The church faces the apse and the bell tower towards the busy Via Principe Umberto, so much so that vintage postcards depict that side rather than the façade, which is little known because it is very simple and further away from the passage.
The naves were probably rebuilt in the centuries following 1300, while the bell tower and the apse are older. The bell tower is nearly 24 meters high and has had a pronounced lean for at least seven centuries, reinforced by numerous restorations. A lightning strike in 1619, in addition to damaging the bell chamber, "caused the church wall known as the bell tower to spread for three beams," writes Agostino da Vò in his Chronicle.
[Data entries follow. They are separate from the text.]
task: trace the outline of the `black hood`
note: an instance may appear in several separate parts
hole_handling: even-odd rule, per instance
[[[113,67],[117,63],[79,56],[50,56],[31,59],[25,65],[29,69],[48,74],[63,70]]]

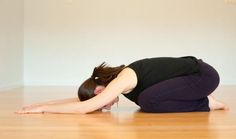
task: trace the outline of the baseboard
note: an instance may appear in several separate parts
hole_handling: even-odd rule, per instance
[[[2,86],[0,86],[0,92],[14,89],[14,88],[19,88],[22,86],[23,86],[22,82],[15,82],[15,83],[7,84],[7,85],[2,85]]]

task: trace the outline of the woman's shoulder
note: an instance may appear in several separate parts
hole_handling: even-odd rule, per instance
[[[123,93],[127,93],[127,92],[132,91],[138,83],[138,78],[137,78],[135,71],[129,67],[124,68],[118,74],[116,79],[122,81],[125,84],[125,86],[127,86],[125,92],[123,92]]]

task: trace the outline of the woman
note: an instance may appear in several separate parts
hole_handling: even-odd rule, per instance
[[[210,94],[219,75],[210,65],[193,56],[142,59],[127,67],[96,67],[78,90],[78,98],[26,106],[16,113],[90,113],[110,109],[125,97],[143,112],[197,112],[228,107]]]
The layout is of extreme simplicity. The apse presbytery and the bell tower have walls of adequate thickness, while the walls of the nave and the façade are thinner and less certain, indicating a different skill level among the workers and the investment capacity during the second phase of construction (or reconstruction).
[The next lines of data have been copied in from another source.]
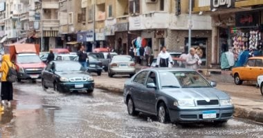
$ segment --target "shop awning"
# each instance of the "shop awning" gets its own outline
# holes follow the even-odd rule
[[[78,43],[78,41],[69,41],[68,43],[66,43],[67,45],[75,45]]]
[[[4,41],[6,41],[6,40],[8,39],[8,36],[5,36],[3,37],[1,40],[0,40],[0,43],[3,43]]]
[[[17,41],[15,43],[26,43],[27,39],[28,38],[23,38],[23,39],[19,40],[18,41]]]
The façade is probably later than the apse. The more modest masonry and the lack of decorations indicate a later phase, probably of greater poverty or urgency compared to the original intervention.
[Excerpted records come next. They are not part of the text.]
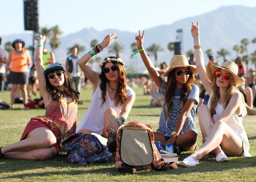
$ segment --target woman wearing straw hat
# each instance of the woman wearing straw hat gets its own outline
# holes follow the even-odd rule
[[[244,78],[238,77],[238,67],[231,61],[220,66],[209,62],[206,70],[199,25],[198,22],[197,25],[192,23],[191,29],[195,60],[202,82],[210,96],[207,106],[201,105],[197,110],[204,143],[180,163],[188,167],[198,164],[199,160],[206,158],[211,151],[216,154],[218,162],[227,160],[227,155],[251,156],[242,123],[242,116],[246,114],[244,99],[236,89]]]
[[[139,30],[136,35],[137,46],[148,70],[163,95],[164,104],[159,127],[154,132],[155,139],[174,146],[174,151],[194,150],[196,147],[198,132],[195,127],[197,105],[199,101],[199,88],[195,84],[196,66],[190,65],[184,55],[174,56],[170,68],[164,74],[167,82],[162,79],[154,67],[143,47],[145,31]],[[179,148],[180,147],[180,148]]]
[[[28,67],[30,65],[31,61],[28,51],[24,49],[25,43],[20,39],[15,40],[12,43],[13,49],[10,52],[9,57],[6,64],[6,72],[9,69],[9,66],[12,63],[10,70],[11,73],[11,83],[12,83],[12,91],[11,94],[11,109],[14,108],[14,100],[18,85],[20,85],[23,103],[26,106],[27,104],[28,92],[26,84],[28,80]]]

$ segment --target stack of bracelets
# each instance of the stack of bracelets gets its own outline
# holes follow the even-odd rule
[[[193,47],[195,49],[200,49],[200,48],[202,48],[202,45],[199,46],[194,46]]]
[[[96,55],[98,53],[99,53],[103,51],[103,49],[100,44],[98,44],[96,46],[94,46],[91,51],[89,51],[89,53],[92,57],[93,57],[94,55]]]

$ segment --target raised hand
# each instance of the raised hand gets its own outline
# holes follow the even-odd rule
[[[191,34],[193,38],[198,37],[199,35],[199,22],[197,21],[197,25],[192,22],[191,27]]]
[[[137,41],[137,46],[138,49],[140,49],[143,48],[143,39],[144,39],[144,34],[145,34],[145,31],[143,30],[142,35],[140,32],[140,30],[139,30],[139,35],[136,35],[135,36],[135,40]]]
[[[100,44],[103,49],[108,47],[112,42],[118,38],[119,36],[116,36],[115,38],[113,38],[115,33],[115,32],[114,32],[111,35],[108,34],[105,37],[102,43]]]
The apse presbytery is a cube topped by a cylinder that contains the hemispherical vault. Both the type and the materials and decorations place the construction of this part (and the bell tower) at the end of the 1200s (a plaque embedded in the north wall dates to 1293).
The church has three naves, separated by masonry pillars, with very minimal decorations. The apse is made up of a cube topped by a hemispherical dome, partly decorated with stars and a sky. In ancient times, the apse was frescoed, while a 14th-century fresco of Christ on the cross remains visible in the side chapel of St. Lawrence.
To the left of the altar, a fragment of a 14th-century fresco depicting a bleeding and crucified female figure: St. Margaret of Antioch (4th-century martyr), highly venerated in the Middle Ages.